James Borrego va pourtant vite saisir qu’en dépit de l’arrivée de Rozier, Graham se doit d’intégrer le 5 de départ. Seul joueur de l’équipe à avoir un ratio positif sur le terrain en début de saison (10 premiers matchs), le choix s’impose. Avec son excellent début de saison, Charlotte s’avère plus difficile à manier qu’il n’y paraissait et le joueur gagne en confiance. Alors qu’il avait toujours évolué autour des 40% derrière l’arc en NCAA, sa première saison était une véritable bévue dans cet exercice. En trouvant ses marques, il redevient létal de loin et ouvre le jeu pour son équipe. En outre, on retrouve des gestes qu’il semble avoir observés de ses anciens coéquipiers jusqu’à les intégrer. Des tirs à 3 points en sortie d’écran, qui sont sans rappeler ceux de Kemba, ou un floater qu’il utilise parfois, marque de fabrique de Tony Parker, Graham s’est comporté en véritable éponge. Car s’il n’a pas modifié sa routine d’entraînement, il s’est forcé à ajouter plusieurs marques de fabrique de ses illustres coéquipiers pour gonfler son jeu.
Maintenant que place lui est faite, le joueur semble à même de faire le même chantier qu’en NCAA – et les chiffres parlent d’eux-même. 19,3pts à 38,5% au tir dont 40,6 à 3 points et 7,5 passes décisives de moyenne. Côté records en carrière, le joueur commence à se faire une place de choix. Entre ses 10 tirs marqués à 3 points contre les Warriors, ses 40 points une semaine plus tard pour dominer les Nets ou ses 15 passes décisives face aux Pistons, le joueur fait parler de lui. Au point d’être mentionné pour un titre de MIP, trophée rarement accordé aux joueurs de seconde année.
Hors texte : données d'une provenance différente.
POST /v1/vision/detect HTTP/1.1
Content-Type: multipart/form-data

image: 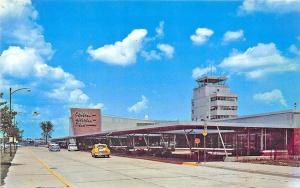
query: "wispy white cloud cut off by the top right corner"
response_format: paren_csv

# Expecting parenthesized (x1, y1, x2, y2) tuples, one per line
(240, 0, 300, 13)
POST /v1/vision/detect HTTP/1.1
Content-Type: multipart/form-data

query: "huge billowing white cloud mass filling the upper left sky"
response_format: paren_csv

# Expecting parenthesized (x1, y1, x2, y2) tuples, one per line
(0, 0, 93, 106)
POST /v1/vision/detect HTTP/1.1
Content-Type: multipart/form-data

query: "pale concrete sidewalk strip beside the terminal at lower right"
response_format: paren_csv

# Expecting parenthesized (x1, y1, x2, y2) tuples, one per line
(202, 162, 300, 179)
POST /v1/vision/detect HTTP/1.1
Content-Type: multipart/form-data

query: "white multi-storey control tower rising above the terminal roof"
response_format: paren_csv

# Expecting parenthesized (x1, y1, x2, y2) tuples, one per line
(192, 76, 238, 121)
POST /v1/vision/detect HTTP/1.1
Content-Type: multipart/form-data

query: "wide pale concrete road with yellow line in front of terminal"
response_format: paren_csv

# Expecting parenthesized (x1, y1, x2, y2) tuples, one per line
(4, 147, 300, 188)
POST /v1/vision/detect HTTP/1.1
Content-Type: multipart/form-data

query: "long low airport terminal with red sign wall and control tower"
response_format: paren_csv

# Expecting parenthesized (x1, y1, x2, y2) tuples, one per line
(52, 77, 300, 159)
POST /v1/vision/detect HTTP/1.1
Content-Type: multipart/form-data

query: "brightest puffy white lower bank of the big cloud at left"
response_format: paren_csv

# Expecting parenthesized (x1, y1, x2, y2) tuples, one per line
(0, 46, 89, 103)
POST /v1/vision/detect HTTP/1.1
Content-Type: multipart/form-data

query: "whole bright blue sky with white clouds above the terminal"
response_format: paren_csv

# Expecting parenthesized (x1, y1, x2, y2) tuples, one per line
(0, 0, 300, 138)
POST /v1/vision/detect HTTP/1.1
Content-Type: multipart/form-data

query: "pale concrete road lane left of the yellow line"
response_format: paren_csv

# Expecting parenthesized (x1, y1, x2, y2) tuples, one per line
(3, 148, 64, 188)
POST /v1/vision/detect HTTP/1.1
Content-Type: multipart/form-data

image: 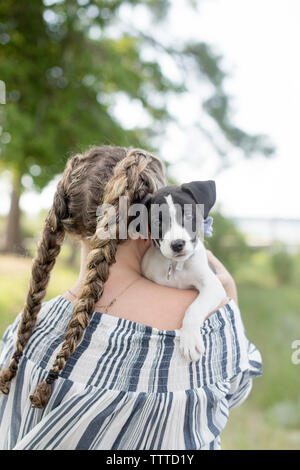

Les observateurs ne s’y méprennent pourtant pas : la performance réalisée par le joueur est aussi impressionnante que le joueur était inattendu. Certes, sa capacité à finir près du cercle ou à mi-distance (25% au tir seulement !) reste encore famélique, mais la capacité du meneur à s’adapter à l’adversaire reste intacte, même face à des joueurs beaucoup plus athlétiques qu’à l’échelle universitaire. En outre, sa rapide éclosion permet à James Borrego de compenser une réelle faiblesse annoncée de l’équipe. Alors que les Hornets semblaient en déficit de créateurs balle en main, le head coach peut finalement débuter les rencontres avec deux ball-handler, alignant Rozier et Graham sur les lignes arrières. Une paire, certes, de petite taille, mais qui pousse les équipes adverses à s’adapter. D’autant que le sang froid du jeune joueur semble déjà respecté par les défenses adverses. En effet, même dans des soirées difficiles, Devonte’ est toujours capable de prendre les tirs importants pour aider son équipe. Comment ? Comme face au Jazz, pas plus tard que le week-end dernier, où le meneur, malgré une maladresse générale, redonne l’espoir à son équipe d’un énorme 3 points en dépit de l’immense main de Rudy Gobert devant son visage.
Et si la victoire ne fut pas au bout cette fois, on ne pourra pas lui reprocher de ne pas avoir déjà fait la décision en la faveur des siens. Comme face à Indiana. Ou aux Knicks.